The school year finished off at a local college and for the next three years students learned from 27 mobile units. They learned from churches at the beginning of the 2014-15 school year for several weeks before moving into their new home.
"We started schools at three different churches. The year it was supposed to be done we had to have - like the 10th, 11th, and 12th grade in this church, the 9th and 10th in this church, and the 7th and 8th in the other church down the road for several weeks," says Riddle.
Ten years later and leaders say the hurt still remains.
"Gosh that happen just yesterday. The sting is still strong you know, and the devastation is still there. We're still trying to rebuild, and recuperate," says Phil Campbell Elementary School Speech Language Pathologist, Michelle Marbutt.
However, there are many lessons learned. They've learned how to better prepare. "With our school now, we have actually a tornado shelter built in the school," says Riddle.
Riddle says the shelter can hold up to a thousand people, just around the number of those living in this town. Oliver prays nothing like this ever happens again, but they're also prepared.
"We do some training. We've had some training, based on the recovery and search efforts during something like this," says Oliver.
Phil Campbell also remembers the lives lost. There's a memorial at the elementary school honoring two students and a teacher who died; Ethan Knox, Edgar Mojica, and Patricia Gentry.

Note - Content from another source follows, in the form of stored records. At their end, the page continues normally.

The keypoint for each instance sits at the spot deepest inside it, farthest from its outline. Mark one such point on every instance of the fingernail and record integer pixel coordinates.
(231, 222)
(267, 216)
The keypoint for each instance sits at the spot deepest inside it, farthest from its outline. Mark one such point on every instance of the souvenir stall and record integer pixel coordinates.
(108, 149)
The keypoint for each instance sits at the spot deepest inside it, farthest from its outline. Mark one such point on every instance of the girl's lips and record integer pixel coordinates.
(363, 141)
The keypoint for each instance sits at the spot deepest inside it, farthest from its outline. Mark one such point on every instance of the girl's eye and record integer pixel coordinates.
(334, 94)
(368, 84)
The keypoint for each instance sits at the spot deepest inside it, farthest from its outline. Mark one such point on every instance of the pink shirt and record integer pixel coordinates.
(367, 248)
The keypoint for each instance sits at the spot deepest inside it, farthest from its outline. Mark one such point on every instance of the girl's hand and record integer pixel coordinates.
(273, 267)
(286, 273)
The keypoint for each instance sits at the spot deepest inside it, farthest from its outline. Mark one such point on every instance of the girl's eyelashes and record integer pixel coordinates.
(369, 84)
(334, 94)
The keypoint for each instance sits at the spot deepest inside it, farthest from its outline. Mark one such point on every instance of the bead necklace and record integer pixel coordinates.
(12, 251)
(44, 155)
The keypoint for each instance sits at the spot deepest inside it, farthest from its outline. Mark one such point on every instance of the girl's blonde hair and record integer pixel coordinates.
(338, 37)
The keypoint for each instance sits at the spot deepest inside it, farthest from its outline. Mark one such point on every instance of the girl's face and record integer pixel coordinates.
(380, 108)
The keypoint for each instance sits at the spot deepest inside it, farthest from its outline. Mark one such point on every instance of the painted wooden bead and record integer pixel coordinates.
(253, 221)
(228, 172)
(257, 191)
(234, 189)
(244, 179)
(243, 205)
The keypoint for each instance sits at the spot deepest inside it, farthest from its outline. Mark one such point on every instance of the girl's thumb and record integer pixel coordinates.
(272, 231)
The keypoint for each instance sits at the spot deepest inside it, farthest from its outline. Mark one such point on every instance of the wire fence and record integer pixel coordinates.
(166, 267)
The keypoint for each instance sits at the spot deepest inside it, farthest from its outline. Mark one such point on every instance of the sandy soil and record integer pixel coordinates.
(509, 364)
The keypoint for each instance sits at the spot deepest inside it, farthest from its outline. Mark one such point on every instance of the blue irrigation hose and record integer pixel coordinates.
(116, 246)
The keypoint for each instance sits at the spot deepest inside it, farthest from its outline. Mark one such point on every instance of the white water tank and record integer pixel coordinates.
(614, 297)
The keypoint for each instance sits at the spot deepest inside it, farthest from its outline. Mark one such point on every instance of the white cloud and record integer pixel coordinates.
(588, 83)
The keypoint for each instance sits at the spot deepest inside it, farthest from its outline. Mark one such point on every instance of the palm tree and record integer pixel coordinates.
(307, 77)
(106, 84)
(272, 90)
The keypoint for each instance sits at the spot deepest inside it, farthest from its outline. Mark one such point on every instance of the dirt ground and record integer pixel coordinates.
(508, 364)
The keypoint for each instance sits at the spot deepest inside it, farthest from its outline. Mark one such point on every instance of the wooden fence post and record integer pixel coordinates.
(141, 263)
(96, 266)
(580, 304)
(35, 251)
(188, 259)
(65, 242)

Another memorial is at Phil Campbell Memorial Park remembering all who died in the county.
"Every time you see it, it's just a reminder of those people made a difference in our lives, and in our communities and to our friends and families as well," says Marbutt.
"It's a sad day, but we don't want it to be a sad day. We want to try to make it as positive as we can," says Phil Campbell City Councilman, Eddie Marbutt.